ABER: Es gibt ja noch andere Gründe. Nicht nur das Klima (das nicht mehr zählt!?), sondern auch die bakteriologische und parasitäre Umwelt spielen eine große Rolle bei der Herausbildung von Unterarten. Das Herumkutschieren von Bienen von Land zu Land, von Kontinent zu Kontinent, hat bewirkt, dass praktisch ALLE Krankheiten überall sind. Die Immunsysteme des Biens (und aller anderen Spezies) könnte überstrapaziert werden.

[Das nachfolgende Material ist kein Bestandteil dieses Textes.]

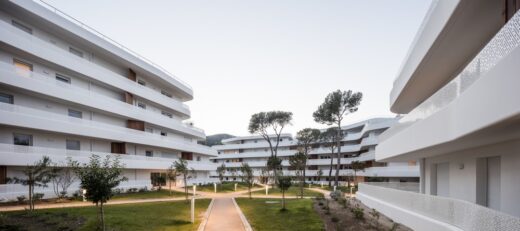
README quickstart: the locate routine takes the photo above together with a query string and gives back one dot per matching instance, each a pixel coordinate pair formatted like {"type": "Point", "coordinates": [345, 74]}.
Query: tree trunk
{"type": "Point", "coordinates": [330, 169]}
{"type": "Point", "coordinates": [338, 143]}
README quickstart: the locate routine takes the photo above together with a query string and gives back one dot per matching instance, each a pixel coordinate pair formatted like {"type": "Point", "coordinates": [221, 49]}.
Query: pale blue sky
{"type": "Point", "coordinates": [242, 57]}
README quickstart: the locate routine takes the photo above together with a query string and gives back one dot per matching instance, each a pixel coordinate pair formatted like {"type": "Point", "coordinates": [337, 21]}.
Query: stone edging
{"type": "Point", "coordinates": [247, 226]}
{"type": "Point", "coordinates": [202, 225]}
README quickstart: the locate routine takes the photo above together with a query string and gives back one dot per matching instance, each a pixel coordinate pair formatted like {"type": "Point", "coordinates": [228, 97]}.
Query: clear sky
{"type": "Point", "coordinates": [243, 57]}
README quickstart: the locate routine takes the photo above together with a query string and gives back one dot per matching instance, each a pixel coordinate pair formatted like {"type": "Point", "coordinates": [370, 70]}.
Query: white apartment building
{"type": "Point", "coordinates": [458, 93]}
{"type": "Point", "coordinates": [68, 91]}
{"type": "Point", "coordinates": [358, 144]}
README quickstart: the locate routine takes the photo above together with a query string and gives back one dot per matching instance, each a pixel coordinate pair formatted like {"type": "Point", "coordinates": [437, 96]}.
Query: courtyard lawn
{"type": "Point", "coordinates": [164, 216]}
{"type": "Point", "coordinates": [147, 195]}
{"type": "Point", "coordinates": [225, 187]}
{"type": "Point", "coordinates": [292, 192]}
{"type": "Point", "coordinates": [300, 214]}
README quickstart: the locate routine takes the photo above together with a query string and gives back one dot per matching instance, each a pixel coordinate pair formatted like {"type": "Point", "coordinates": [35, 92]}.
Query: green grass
{"type": "Point", "coordinates": [147, 195]}
{"type": "Point", "coordinates": [225, 187]}
{"type": "Point", "coordinates": [262, 216]}
{"type": "Point", "coordinates": [293, 191]}
{"type": "Point", "coordinates": [164, 216]}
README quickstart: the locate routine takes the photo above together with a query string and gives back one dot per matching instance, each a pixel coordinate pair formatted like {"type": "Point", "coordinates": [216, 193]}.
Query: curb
{"type": "Point", "coordinates": [247, 226]}
{"type": "Point", "coordinates": [202, 225]}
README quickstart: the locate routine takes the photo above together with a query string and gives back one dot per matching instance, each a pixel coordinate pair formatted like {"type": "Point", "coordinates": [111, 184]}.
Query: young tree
{"type": "Point", "coordinates": [336, 106]}
{"type": "Point", "coordinates": [284, 183]}
{"type": "Point", "coordinates": [181, 168]}
{"type": "Point", "coordinates": [99, 178]}
{"type": "Point", "coordinates": [36, 175]}
{"type": "Point", "coordinates": [297, 163]}
{"type": "Point", "coordinates": [171, 174]}
{"type": "Point", "coordinates": [357, 166]}
{"type": "Point", "coordinates": [306, 137]}
{"type": "Point", "coordinates": [247, 176]}
{"type": "Point", "coordinates": [264, 123]}
{"type": "Point", "coordinates": [221, 170]}
{"type": "Point", "coordinates": [329, 137]}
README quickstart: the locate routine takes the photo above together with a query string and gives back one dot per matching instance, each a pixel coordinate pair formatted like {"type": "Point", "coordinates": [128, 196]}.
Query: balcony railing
{"type": "Point", "coordinates": [109, 40]}
{"type": "Point", "coordinates": [10, 69]}
{"type": "Point", "coordinates": [501, 45]}
{"type": "Point", "coordinates": [458, 213]}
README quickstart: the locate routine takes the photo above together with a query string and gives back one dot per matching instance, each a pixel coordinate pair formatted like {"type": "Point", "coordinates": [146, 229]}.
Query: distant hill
{"type": "Point", "coordinates": [215, 139]}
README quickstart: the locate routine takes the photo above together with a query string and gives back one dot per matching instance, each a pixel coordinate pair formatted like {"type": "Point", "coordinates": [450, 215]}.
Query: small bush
{"type": "Point", "coordinates": [20, 198]}
{"type": "Point", "coordinates": [358, 212]}
{"type": "Point", "coordinates": [38, 196]}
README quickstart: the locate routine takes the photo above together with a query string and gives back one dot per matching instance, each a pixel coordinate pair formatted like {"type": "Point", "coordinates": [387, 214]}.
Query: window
{"type": "Point", "coordinates": [73, 145]}
{"type": "Point", "coordinates": [62, 78]}
{"type": "Point", "coordinates": [75, 113]}
{"type": "Point", "coordinates": [166, 94]}
{"type": "Point", "coordinates": [21, 26]}
{"type": "Point", "coordinates": [22, 139]}
{"type": "Point", "coordinates": [76, 52]}
{"type": "Point", "coordinates": [6, 98]}
{"type": "Point", "coordinates": [167, 114]}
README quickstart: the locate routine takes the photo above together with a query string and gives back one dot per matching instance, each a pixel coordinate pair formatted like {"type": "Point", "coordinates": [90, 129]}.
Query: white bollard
{"type": "Point", "coordinates": [193, 210]}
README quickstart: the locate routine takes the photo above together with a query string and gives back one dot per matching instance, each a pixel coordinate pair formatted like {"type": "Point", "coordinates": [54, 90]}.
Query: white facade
{"type": "Point", "coordinates": [358, 144]}
{"type": "Point", "coordinates": [458, 93]}
{"type": "Point", "coordinates": [67, 91]}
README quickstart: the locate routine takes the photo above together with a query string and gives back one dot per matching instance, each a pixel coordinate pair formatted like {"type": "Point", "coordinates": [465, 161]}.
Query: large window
{"type": "Point", "coordinates": [22, 139]}
{"type": "Point", "coordinates": [21, 26]}
{"type": "Point", "coordinates": [6, 98]}
{"type": "Point", "coordinates": [73, 145]}
{"type": "Point", "coordinates": [75, 113]}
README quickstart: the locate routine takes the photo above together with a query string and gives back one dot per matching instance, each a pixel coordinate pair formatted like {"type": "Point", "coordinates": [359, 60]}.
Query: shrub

Jetzt müssen unsere Bienen schon mit 2 Arten Nosema fertigwerden, und wenn der Bienentourismus weiter anhält, kriegen wir hier auch früher oder später den Beutenkäfer.
Meine neue Erkenntnis, die ich hier zur Diskussion stelle, legt nun nahe, dass das Einkreuzen von N-Bienen weniger wichtig für meine Pläne mit der Landbienenhaltung wäre oder?
Es ist auch noch nicht geklärt, ob die C-Biene im N-Gebiet trotz Fütterung wirklich in Sachen Robustheit und möglicher Varroaresistenz ebenbürtig ist. Vielleicht sollte die N-Biene wegen einer möglichen besserer Robustheit eingekreuzt werden und weniger wegen klimatischer Angepasstheit. Was meint ihr?
Wolfgang Golz schrieb in einer seiner Broschüren, dass er zur Probe einige Jahre lang auf einem Bienenstand Buckfastbienen hielt. Sie waren einige Jahre lang erfolgreiche Honigsammler, doch dann kam ein ungünstiger Winter und es zeigte sich - trotz Fütterung, - dass seine Landbienen im Endeffekt doch die besseren waren.